It is important to note that loans that attract collaterals are those with a higher probability of default [40]. According to [12], whether the bank will take collateral or not depends on the characteristics of the farmer taking the loan, the loan size, availability of information, the length of the relationship, the age of the firm and the features of the governance structures covering the loan contract.

As the firm grows in age, scholars point out that the probability of gaining access to credit increases with a decrease in the request for collateral since newer firms are considered to be the risky to be dealt with [3].

[40] explain that younger firms are more prone to provide collateral as a way of signaling that they have no problems of moral hazard. As the firm grows older, the relationship with the bank increases, and this reduces the collateral requirements [23, 37].

Indeed, firms with more experience and with a longer relationship provide banks with a greater amount of private information, giving them the possibility to discriminate between firms with poor track records and those that present moral hazard and adverse selection risks [14, 24].

Relationship exhibits a matter of closeness [52]. The value of private information depends on its concentration, as the greater the concentration, the more complete the information thus the lower the request for collateral. Finally, relationship lending is a matter of quality of information, if the bank gets quality information from clients as a result of closeness it becomes easy for the bank to evaluate the riskiness of the firm and hence the lower the request for collateral [35].

Research by [42] found a negative correlation between lending relationship and the collateral request from the bank. That is greater interaction is associated with lower collateral demand. [16], also argue that in local and more concentrated markets, lenders have better information about borrowers. Thus, in general lenders ask for less private collateral as the relationship with clients becomes more intense

3. Research Methodology

3.1. Study Area

The study area consists of two administrative regions in Ghana, Ashanti and Brong Ahafo. The area occupies a total land area of 63,946 square kilometers and is centrally located in the middle belt of the country. The area lies between longitude 0.15 W and 2.25 W and latitude 5.50 and 7.46 north of the equator (Figure 1). The population of the study area is about 7,091,363.00 representing about 28.75% of the national population [28]. The annual average rainfall ranges between 1000mm and 1400mm. The rainfall pattern is bimodal; the major rainy season starts in March, with a minor peak in August tapering off in November.
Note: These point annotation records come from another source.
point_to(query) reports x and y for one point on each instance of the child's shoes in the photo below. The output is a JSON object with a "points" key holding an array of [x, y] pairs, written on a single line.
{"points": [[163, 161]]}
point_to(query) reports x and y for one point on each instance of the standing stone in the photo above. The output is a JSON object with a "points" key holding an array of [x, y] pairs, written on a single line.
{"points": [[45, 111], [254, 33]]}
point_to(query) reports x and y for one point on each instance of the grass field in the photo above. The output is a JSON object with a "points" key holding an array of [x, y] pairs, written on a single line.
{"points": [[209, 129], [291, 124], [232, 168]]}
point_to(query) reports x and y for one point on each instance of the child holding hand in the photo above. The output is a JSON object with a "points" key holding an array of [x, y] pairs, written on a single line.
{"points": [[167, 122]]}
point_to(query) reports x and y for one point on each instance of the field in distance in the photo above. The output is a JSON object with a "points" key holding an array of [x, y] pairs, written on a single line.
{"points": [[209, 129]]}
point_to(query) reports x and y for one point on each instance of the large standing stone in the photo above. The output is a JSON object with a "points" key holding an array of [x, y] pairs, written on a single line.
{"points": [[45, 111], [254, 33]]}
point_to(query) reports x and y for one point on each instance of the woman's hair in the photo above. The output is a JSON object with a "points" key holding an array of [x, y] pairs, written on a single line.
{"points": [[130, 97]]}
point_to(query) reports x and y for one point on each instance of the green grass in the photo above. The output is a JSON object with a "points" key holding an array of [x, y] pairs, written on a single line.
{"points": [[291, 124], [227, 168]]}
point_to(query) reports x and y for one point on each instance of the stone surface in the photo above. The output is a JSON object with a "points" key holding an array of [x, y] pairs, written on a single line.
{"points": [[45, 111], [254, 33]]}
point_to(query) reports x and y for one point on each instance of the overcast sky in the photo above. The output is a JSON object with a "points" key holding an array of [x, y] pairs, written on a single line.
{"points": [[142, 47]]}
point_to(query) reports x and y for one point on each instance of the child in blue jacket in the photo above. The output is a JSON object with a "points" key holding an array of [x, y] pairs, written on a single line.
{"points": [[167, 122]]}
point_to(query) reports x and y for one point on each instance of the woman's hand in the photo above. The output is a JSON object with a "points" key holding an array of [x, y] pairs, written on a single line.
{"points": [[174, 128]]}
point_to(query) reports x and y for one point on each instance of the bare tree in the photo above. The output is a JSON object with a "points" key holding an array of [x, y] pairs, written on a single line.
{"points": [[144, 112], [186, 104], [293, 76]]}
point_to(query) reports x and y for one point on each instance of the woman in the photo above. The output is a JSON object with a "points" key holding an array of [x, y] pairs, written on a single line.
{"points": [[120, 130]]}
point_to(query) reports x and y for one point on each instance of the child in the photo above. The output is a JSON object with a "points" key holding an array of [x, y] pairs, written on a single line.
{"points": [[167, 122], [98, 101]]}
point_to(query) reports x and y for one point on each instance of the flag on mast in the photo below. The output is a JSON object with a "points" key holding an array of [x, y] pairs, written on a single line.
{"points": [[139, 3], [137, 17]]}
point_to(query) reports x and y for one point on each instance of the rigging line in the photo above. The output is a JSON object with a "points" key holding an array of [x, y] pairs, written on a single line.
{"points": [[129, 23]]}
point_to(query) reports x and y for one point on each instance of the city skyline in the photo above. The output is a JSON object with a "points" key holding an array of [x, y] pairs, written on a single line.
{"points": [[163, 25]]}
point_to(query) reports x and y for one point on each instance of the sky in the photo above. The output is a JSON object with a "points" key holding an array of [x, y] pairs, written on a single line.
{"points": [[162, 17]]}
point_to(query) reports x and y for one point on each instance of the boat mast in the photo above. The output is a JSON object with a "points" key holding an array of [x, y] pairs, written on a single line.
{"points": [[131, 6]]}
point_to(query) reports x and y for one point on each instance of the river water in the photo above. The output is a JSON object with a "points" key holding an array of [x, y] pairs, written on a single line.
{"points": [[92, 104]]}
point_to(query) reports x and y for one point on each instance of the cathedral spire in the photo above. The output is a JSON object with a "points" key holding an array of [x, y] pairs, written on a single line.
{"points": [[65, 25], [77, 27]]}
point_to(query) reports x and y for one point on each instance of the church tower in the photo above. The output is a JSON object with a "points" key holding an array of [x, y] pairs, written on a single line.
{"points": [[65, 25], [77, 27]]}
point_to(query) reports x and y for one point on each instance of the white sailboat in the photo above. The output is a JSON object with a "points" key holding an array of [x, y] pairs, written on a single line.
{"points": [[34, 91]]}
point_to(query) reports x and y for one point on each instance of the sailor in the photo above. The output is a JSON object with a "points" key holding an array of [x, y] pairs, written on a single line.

The study area has a tropical climate with high temperatures averaging 23°C [30]. Agriculture and related work is the major occupation in all the districts within the study area, though the level and intensity as well as farming systems vary between districts. The proportion of working population engaged in agriculture and agriculture related activities in Brong Ahafo Region ranges from a low of 65.7% in Sunyani to a high level of 83.0% in Sene District. In Ashanti Region it ranges from 45% in Kumasi Metropolitan area to about 82% in Adansi West and East Districts [29].

3.2. Sampling Techniques

The sample was selected in three (3) stages; first was the purposive selection of regions followed by the purposive selection of districts. Agricultural activities guided the selection of the two regions while the districts were selected based on the level of maize production using official statistics from [48]. After a consideration of the objectives of the study and time and resources available, eight (8) districts were selected including three from Ashanti Region and five from Brong Ahafo Region. In Ashanti Region the districts whose (Ejura Sekye-dumase, Asante Akim North Offinso North) maize output in 2012 exceeded 15,000 metric tonnes, were selected. The Five districts (Dormaa, Nkoranza North, Sunyani west, Sunyani west, Techiman Kintampo North) selected in Brong Ahafo Region had a minimum of 30,000 metric tonnes of maize output in 2012 [48]. The third stage of the sampling involved the identification and listing of the communities and the maize farmers in the operational area. This was undertaken with the help of Agricultural Extension Agents (AEAs) in charge of the operational areas in each of the selected districts. A full list of all the maize farmers; both those who had an account with financial institutions and those who did not have accounts were taken from the extension officers. Because the emphasis of this research is on how relationships affect access to credit and credit can only be obtained when the farmer has an account, those who did not have accounts were purposely exempted. From the list of farmers who had an account, a sample was selected through the following process. The name of each farmer was written on a piece of paper and properly folded. The folded papers containing the names were thoroughly mixed in a bowl. The folded paper was then randomly picked one at a time from the bowl until the needed sample size for the district was reached.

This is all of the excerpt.